Erain, lookin great! I wish I could be there for the taste test. 
	

	
	
		
		



		
			






If you don't like them, send them my way. :)


----------



## panhead (Sep 7, 2008)

wow those look great


----------



## panhead (Sep 7, 2008)

maybe a splash of marinara sauce on top before serving them would be nice,,,,,sorta like a little pizza


----------



## erain (Sep 7, 2008)

chef_boy812 is right, ya they do look like mallows... and your rite about the water as well, i just cut a slit and spread shroom a bit. drains nice and cant even tell.

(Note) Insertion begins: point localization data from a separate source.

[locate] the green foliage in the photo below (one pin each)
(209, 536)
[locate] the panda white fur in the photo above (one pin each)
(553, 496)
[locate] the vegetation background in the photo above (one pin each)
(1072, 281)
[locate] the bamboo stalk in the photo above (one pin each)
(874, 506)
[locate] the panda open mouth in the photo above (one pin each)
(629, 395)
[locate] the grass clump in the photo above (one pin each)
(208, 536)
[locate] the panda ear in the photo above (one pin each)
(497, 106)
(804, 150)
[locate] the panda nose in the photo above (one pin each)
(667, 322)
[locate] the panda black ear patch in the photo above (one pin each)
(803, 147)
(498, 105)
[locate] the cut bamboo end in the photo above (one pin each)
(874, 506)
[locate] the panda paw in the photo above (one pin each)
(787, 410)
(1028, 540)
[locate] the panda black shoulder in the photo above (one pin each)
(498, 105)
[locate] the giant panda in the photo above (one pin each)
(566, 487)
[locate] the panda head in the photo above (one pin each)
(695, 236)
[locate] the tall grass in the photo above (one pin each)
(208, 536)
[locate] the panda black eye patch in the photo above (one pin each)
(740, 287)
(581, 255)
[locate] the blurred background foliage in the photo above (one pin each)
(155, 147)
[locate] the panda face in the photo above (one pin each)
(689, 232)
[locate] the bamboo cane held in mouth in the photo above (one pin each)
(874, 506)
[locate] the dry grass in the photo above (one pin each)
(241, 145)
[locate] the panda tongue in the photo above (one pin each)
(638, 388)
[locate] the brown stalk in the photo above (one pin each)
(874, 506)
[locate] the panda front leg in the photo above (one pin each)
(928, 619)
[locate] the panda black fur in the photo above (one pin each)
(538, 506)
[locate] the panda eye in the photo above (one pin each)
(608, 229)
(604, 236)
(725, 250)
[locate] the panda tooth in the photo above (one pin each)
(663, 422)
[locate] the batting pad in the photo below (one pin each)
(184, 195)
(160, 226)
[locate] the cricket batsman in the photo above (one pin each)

also eric correct on what he said, very meaty shroom, is a good cooker and a better eater!!!
here are finished, that mozzerella goes great with the ports. the bacon woulda been good also but were still good eats without.


cut apart view


thks for ckin my qview!!! try these wont be disappointed!!!


----------



## earache_my_eye (Sep 7, 2008)

Now I guess I'm gonna hafta get some monster ports!!.....that looks fantastic erain!


----------



## everyday (Sep 8, 2008)

How long did you leave them on?  What temp?  Looks like a great idea!


----------



## ron50 (Sep 8, 2008)

Great job, mushrooms and cheese are great. I like them with cheddar.


----------



## ronp (Sep 8, 2008)

Super job my friend.


----------



## capt dan (Sep 8, 2008)

Nice job like always! Those are  awesome. I bet they tasted good and rich.


----------



## waysideranch (Sep 8, 2008)

Killer stuff.


----------



## erain (Sep 8, 2008)

smoker running 230-240, 2 plus hours


----------



## roadrunr (Sep 8, 2008)

man o man...i love shrooms, and looks like you done them bellas up just right. i need to try that one. great job erain


----------



## pineywoods (Sep 8, 2008)

Looks great nice job


----------



## justsmoke2 (Sep 8, 2008)

I luv stuffed shrooms.  Try some left over brisket shavings, dice them stems, maybe a touch of cream cheese, and just about anything else.  Steak shavings will work well with them also.  Haven't tried pork butt yet.  A local eatery here serves them up as Cow Pies with prime rib shavings there okay but there better if ya make them yourself.  I also use sausage and cream cheese mixture.  There almost endless like fatties.  Might be time for a Porta throw down. lol


----------



## everyday (Sep 8, 2008)

Cool, thanks!  Im hitting the store today for this weeks supplies so I'm going to pick some up and try them out!


----------



## walking dude (Sep 8, 2008)

i used crimini's when i did these........(Crimini's are baby porta's), i smoked em first, abit upside down...........that helped with the water problem........then flipped em and filled em, then smoked em some more.......the second smoke wasn't really needed, made the shrooms TOO smokie...........or so i was told.......to me, you CAN"T have enuff smoky flavor.......lololol

http://www.smokingmeatforums.com/for...ad.php?t=18721


----------



## grothe (Sep 8, 2008)

Nice, erain!! Those look awesome! Definitely doin those on the next smoke!!


----------